Scared means knowing your name is written
in a book somewhere, knowing the wasps
will return next summer for another round,
that the feeling you get on a cliff’s edge is not the fear
of falling but jumping—of taking one step
and not even leaving a crumpled excuse.
My mother said to be scared was ever to know
you are alive. You can imagine what it was my father said.
Every time I sit on a motorcycle I know before
I crank the motor something terrible is going to happen.
Such easy things to lead in the wrong direction.
Such easy things on which to wave and say
Goodbye and I’m not coming back.
What I wanted was a cold pillow. What I got
was one memory after another, lining up at the front door
of my head and asking Do you have time to talk?
In 1922 my great-grandfather and his brother rode double
on an Indian Scout from the southeastern corner of Missouri
to the center of New York city. One month of that engine’s buzz
on gravel and dirt roads that wound around the country
like a loose-fitting belt. I wanted to see what America was
he said. I wanted to see the tallest buildings in the world.
For three days they looked up, ate steaks each night,
and then decided to come home. You can grow to love moving
he said to me one night, after we’d finished dessert.
You can also grow to love standing still.
I saw him only once in the hospital before he died,
held his small purple hand and stared at a dinner roll
torn in half. Tell me again about the trip to the city, I asked.
He looked out the window, hacked on his napkin and said
On such a long trip the hardest thing was holding on.
The photograph of a man falling from the sky
is the same photograph of the same man flying.
The picture of me on a two-bit Kawasaki is exactly the same thing, too,
regardless of what happens when I leave the frame’s edge.
Before my brother died he could park a truck between
two hills and jump it with his dirt bike on every try.
Jumping between two places is the same as flying
or falling to whatever comes next.
A two-stroke engine’s whine is meaner
than any other engine ever made.
In the picture I had grit in my teeth.
Wearing a helmet was the same as wearing a seatbelt.
Not wearing one the same as wearing old black leather.
Every Sunday in a small town not far from my home
the bikers roll in and eat hot wings and fried livers in mustard.
A gang is like a family without table manners.
The heart of the Midwest thumps like a bible on an empty pew
but no one can afford to rest on the Sabbath.
What we keep holy are engines and afternoon drives.
What we believe in is not so different from a journey.
Any story of loss must begin with a disaster
like Uncle Charles who lost three teeth crashing into a street light,
two fingers when he was working on the chain.
Before the first time I wrecked a bike I believed
that I was becoming what I’d always envisioned
I would.
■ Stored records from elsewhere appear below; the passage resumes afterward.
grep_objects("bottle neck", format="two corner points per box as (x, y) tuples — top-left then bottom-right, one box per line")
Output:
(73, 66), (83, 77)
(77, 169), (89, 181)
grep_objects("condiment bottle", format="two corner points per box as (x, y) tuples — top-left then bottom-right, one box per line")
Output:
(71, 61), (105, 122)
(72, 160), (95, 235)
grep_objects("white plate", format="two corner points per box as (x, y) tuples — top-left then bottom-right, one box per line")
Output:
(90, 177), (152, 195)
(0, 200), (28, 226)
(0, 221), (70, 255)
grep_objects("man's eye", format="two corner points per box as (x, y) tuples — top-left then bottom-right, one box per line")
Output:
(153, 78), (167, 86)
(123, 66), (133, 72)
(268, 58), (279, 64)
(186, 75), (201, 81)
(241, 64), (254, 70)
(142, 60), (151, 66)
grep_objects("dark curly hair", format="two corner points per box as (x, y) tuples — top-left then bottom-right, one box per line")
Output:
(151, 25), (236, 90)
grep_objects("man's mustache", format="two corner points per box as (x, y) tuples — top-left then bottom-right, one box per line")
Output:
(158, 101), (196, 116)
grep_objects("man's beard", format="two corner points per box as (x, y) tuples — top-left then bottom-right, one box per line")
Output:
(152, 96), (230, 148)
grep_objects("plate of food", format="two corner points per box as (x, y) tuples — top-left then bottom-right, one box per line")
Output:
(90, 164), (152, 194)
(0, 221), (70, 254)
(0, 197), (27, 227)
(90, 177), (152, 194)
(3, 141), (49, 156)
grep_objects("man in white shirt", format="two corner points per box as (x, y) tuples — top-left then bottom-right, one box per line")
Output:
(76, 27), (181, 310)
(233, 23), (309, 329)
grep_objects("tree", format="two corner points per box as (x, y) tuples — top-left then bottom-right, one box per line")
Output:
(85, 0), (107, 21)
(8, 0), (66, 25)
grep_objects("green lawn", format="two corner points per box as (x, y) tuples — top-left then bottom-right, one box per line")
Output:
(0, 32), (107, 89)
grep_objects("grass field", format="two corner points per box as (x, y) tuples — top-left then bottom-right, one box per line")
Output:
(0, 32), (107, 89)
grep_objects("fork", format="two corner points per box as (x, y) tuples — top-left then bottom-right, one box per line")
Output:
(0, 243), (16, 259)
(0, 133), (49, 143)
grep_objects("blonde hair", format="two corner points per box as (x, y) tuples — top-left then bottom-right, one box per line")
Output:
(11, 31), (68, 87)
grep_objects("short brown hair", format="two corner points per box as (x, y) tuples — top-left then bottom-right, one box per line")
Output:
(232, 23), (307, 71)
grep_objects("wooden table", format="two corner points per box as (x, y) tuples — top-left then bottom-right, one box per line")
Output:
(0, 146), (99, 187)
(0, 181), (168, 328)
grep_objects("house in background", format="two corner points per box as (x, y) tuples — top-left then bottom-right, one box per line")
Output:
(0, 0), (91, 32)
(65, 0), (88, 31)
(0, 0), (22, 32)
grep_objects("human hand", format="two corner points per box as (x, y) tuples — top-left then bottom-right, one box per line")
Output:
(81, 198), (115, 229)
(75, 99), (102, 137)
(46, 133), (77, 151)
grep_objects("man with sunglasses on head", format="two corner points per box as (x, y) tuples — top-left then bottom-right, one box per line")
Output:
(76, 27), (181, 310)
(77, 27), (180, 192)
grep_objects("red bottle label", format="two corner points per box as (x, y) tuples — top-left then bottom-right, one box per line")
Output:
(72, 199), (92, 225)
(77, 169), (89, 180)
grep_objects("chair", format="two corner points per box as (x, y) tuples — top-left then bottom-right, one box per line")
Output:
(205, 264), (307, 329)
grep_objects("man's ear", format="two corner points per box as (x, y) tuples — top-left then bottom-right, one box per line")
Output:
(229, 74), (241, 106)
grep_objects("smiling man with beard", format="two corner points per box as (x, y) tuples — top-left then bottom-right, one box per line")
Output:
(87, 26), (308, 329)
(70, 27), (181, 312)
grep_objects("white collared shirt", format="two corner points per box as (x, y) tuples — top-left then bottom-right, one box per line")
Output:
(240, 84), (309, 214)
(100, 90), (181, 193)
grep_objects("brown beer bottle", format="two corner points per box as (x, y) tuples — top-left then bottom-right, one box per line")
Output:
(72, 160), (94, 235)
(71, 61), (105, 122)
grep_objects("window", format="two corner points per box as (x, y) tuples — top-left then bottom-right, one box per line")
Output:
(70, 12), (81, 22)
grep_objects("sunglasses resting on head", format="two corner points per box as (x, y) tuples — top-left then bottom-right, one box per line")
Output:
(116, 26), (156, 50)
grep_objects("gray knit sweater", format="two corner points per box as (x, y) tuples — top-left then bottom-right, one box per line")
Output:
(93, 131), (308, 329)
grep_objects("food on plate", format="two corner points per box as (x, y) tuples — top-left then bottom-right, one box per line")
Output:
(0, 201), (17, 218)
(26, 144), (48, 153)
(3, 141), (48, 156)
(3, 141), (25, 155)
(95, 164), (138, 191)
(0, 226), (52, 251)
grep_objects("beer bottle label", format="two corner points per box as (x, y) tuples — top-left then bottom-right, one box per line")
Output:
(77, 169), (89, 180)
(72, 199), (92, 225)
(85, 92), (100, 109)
After I crashed I believed my arm wasn’t right
and that blood was coming from a warm and unknown place.
To give up is ever to say you were always defeated.
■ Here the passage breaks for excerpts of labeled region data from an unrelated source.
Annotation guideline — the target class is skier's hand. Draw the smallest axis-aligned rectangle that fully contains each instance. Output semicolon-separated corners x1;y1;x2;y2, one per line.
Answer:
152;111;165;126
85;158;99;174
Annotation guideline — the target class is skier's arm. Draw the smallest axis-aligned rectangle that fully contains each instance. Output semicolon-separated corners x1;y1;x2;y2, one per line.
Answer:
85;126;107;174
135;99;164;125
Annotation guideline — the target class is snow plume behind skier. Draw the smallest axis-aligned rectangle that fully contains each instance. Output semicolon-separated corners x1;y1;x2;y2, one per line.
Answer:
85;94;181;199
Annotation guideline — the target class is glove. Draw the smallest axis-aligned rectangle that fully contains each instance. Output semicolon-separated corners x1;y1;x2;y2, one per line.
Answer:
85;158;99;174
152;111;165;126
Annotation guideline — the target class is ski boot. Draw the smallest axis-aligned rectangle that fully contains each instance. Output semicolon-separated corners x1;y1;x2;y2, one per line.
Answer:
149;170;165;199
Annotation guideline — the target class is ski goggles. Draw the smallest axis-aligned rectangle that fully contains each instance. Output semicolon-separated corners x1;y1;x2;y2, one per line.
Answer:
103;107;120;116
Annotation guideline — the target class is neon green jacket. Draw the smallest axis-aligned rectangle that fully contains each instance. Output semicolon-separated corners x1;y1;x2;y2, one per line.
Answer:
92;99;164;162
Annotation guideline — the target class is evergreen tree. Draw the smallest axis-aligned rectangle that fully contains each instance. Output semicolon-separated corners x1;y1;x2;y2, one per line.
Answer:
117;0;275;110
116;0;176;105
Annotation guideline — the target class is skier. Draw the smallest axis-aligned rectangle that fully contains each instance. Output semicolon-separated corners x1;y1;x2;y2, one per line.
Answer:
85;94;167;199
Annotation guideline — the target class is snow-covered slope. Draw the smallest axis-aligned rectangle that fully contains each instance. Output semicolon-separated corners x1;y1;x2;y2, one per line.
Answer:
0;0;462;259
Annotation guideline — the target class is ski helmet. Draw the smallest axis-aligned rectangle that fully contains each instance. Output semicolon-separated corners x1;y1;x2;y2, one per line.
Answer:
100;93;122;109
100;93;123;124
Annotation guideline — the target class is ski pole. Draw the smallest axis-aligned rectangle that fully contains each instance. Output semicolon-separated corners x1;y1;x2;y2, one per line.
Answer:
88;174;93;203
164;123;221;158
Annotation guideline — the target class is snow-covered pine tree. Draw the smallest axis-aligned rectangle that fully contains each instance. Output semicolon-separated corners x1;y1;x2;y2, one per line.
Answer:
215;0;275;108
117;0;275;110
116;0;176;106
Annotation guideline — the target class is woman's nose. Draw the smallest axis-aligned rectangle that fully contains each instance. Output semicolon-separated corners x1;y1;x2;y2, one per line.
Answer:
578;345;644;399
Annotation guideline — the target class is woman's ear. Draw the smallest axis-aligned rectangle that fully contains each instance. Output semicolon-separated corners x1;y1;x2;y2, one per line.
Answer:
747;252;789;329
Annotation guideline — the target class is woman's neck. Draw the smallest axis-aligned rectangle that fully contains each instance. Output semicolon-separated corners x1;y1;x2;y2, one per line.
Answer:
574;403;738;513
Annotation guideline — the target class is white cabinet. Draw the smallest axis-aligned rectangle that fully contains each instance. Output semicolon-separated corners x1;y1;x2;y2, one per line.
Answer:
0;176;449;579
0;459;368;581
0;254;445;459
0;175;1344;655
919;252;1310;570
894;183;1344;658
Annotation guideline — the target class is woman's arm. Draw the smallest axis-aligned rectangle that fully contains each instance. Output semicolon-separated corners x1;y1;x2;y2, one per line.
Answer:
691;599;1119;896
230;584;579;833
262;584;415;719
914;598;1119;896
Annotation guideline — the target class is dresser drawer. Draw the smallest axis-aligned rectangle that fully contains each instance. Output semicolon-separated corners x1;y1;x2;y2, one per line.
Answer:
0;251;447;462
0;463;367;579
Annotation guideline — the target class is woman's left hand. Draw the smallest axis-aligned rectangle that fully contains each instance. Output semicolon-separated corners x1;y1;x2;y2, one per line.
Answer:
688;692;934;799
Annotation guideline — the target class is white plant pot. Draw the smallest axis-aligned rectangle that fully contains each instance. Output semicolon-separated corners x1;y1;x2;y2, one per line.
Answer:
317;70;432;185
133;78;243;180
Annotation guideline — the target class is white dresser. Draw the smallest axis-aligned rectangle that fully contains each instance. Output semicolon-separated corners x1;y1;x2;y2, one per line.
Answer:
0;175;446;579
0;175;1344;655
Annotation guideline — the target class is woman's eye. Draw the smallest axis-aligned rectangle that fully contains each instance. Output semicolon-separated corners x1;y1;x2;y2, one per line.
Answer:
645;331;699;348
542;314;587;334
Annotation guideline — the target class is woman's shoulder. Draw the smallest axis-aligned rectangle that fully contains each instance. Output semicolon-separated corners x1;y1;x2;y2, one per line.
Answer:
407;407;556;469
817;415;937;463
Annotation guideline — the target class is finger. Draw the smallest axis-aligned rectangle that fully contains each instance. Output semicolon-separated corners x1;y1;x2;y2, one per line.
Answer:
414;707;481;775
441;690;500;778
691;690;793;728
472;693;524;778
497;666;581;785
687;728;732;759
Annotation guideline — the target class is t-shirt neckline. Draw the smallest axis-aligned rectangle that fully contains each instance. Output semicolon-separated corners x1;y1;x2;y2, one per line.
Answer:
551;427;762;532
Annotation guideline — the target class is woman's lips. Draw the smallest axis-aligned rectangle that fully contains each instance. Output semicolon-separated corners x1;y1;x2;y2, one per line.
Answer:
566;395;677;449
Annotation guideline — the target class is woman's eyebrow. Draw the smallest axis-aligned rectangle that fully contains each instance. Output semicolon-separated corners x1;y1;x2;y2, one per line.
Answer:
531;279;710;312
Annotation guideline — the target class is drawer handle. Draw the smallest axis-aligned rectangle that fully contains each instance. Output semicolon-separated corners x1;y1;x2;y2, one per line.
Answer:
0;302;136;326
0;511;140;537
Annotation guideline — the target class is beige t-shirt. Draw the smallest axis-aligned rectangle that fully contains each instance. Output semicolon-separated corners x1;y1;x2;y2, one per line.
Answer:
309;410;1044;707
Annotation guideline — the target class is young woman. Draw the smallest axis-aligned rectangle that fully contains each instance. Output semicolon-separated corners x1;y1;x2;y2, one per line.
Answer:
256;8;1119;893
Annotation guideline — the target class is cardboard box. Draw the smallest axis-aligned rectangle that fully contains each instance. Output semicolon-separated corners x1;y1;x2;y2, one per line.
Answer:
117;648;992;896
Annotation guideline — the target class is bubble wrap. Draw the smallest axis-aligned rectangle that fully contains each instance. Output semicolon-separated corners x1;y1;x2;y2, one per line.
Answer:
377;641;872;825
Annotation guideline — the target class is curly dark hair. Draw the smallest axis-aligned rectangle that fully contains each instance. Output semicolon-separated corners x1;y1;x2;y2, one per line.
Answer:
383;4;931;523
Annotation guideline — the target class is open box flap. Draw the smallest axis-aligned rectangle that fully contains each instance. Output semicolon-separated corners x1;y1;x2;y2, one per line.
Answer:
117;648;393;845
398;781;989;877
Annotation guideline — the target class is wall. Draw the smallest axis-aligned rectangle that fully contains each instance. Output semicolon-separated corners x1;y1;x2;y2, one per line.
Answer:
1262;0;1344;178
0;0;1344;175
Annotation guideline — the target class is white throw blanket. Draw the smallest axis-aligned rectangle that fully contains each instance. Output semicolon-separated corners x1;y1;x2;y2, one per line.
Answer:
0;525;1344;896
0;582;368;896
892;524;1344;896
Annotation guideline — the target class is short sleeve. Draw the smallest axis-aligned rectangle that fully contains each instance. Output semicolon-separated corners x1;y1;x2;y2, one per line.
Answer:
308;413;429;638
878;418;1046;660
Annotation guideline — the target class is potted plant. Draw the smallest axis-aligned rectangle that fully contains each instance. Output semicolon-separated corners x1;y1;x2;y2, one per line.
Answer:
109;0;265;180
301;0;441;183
To turn your back means you’re of the yellow brand.
My brother could ride a wheelie for three blocks
and not even use his hands.
In some places not using hands is the opposite of magic.
Here it’s the same as making things disappear.
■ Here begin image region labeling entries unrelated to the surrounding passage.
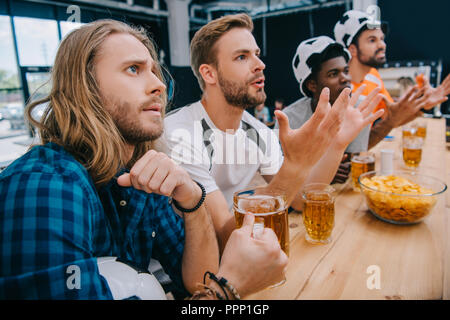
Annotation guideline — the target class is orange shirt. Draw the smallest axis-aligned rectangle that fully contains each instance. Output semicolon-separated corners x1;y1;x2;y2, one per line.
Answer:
352;68;394;112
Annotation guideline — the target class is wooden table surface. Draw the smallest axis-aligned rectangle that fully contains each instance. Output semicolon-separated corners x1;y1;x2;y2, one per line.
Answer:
247;119;450;300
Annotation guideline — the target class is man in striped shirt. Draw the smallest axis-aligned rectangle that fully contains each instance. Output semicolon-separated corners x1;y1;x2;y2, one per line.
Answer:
334;10;450;149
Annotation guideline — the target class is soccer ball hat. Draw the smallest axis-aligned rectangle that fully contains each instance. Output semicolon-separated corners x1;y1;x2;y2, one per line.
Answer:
292;36;351;96
334;10;388;48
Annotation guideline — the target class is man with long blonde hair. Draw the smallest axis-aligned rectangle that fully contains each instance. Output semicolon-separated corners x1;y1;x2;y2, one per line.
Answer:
0;20;287;299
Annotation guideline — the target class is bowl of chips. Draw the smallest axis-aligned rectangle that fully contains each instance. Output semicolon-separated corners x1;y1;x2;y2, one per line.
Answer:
358;171;447;224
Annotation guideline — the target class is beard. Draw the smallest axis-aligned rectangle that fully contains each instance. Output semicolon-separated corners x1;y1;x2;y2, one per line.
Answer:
358;50;386;69
110;98;163;145
217;70;266;110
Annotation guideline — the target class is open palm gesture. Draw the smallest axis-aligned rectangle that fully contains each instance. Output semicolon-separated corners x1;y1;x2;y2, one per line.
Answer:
336;85;384;147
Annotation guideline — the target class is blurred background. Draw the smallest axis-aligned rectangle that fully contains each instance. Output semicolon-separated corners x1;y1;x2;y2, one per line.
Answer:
0;0;450;168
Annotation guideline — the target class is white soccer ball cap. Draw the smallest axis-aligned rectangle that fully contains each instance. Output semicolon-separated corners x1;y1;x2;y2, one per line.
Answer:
97;257;167;300
292;36;351;96
334;10;387;48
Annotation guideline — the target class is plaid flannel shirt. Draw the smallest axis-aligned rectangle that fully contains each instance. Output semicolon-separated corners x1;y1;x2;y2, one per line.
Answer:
0;143;187;299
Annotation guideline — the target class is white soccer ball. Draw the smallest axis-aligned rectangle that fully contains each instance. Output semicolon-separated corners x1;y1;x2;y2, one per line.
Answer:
97;257;167;300
292;36;350;96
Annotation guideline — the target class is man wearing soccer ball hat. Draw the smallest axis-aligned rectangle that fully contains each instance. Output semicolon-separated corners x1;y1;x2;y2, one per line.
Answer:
334;10;450;148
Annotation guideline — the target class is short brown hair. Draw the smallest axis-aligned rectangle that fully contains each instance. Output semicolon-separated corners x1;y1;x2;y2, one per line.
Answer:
191;13;253;90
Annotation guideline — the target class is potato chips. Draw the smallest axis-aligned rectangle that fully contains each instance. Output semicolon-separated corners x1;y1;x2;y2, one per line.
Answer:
361;175;437;223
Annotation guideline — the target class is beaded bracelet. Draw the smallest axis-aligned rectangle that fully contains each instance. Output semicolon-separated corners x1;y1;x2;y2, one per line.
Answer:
187;283;225;300
203;271;230;300
203;271;241;300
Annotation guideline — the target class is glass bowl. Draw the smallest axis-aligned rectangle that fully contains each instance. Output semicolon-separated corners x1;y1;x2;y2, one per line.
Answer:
358;170;447;224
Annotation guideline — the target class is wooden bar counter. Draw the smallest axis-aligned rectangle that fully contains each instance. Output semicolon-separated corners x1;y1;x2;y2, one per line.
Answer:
247;119;450;300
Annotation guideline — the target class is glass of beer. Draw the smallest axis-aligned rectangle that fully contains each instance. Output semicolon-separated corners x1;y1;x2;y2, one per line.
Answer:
233;187;289;288
302;183;335;244
351;152;375;191
403;135;424;168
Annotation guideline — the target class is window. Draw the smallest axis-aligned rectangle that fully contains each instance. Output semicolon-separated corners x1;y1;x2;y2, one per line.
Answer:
60;21;84;38
14;17;59;66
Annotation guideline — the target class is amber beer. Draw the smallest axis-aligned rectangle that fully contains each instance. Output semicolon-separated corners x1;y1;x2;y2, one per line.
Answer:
402;121;427;139
303;183;334;244
351;152;375;191
403;136;423;168
233;189;289;256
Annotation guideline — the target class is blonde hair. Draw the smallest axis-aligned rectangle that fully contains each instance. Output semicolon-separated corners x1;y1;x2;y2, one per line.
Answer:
191;13;253;90
26;19;167;187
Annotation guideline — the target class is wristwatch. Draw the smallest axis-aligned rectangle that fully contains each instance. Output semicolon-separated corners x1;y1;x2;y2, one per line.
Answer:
171;180;206;213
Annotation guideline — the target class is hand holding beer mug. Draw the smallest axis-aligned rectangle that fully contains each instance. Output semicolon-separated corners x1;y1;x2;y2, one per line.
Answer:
233;187;289;288
302;183;335;244
351;152;375;191
402;119;427;139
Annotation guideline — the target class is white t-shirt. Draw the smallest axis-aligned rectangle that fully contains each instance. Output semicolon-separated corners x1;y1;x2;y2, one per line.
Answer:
156;101;283;207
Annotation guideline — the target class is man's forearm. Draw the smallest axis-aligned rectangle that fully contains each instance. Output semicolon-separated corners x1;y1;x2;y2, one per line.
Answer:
368;120;394;149
182;205;219;293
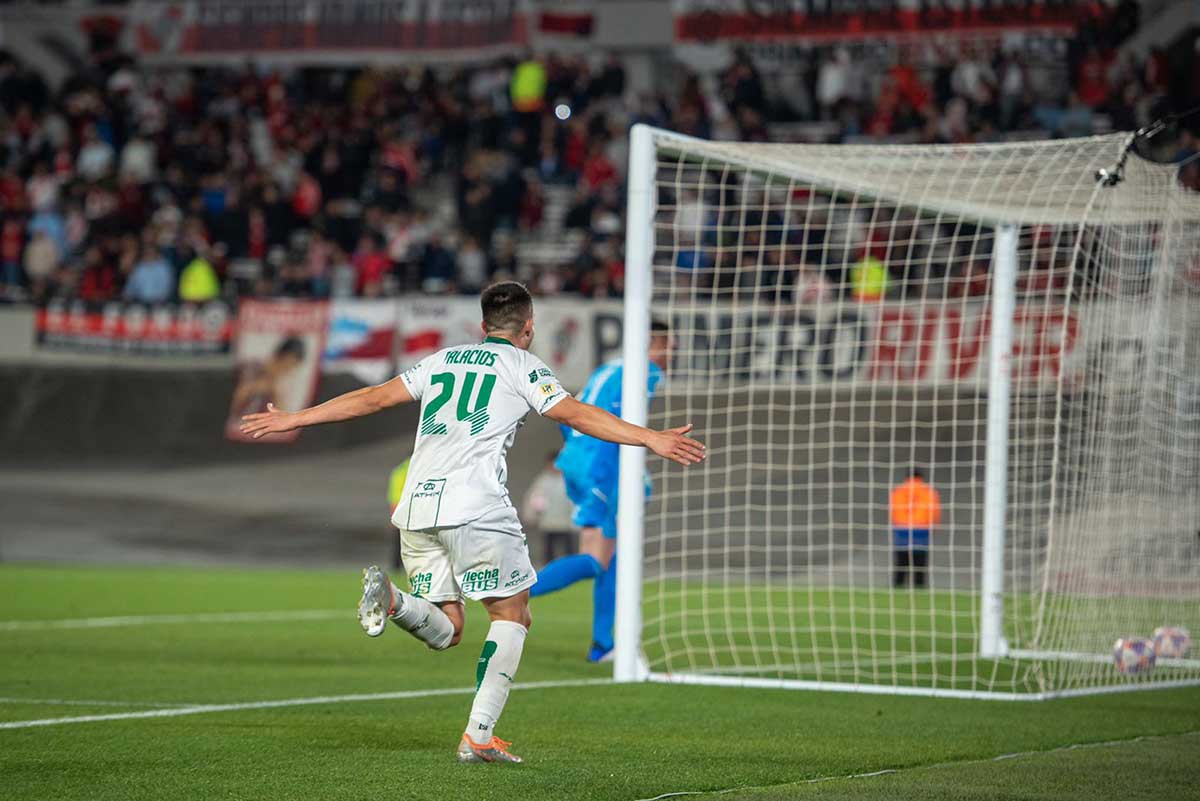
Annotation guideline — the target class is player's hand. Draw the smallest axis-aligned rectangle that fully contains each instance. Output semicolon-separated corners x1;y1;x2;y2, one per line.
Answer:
646;423;706;466
241;403;300;439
Common sense is the same as saying find a better way.
History the same as saying stand up and get back on.
Both are caught somewhere between being ridden
and handing over the keys and growling: Ride.
Great-grandpa would eat a mint chocolate and say think about it.
My brother would stand back and say Let ‘er rip.
I would say I’ve been down this road, and it looks like I’m going again.
In the end the clutch will grow soft and slip, the gas tank
will take in the tall grass and give it back.
In the end there will be the brake and the throttle,
and the steady moan of the engine will make you numb.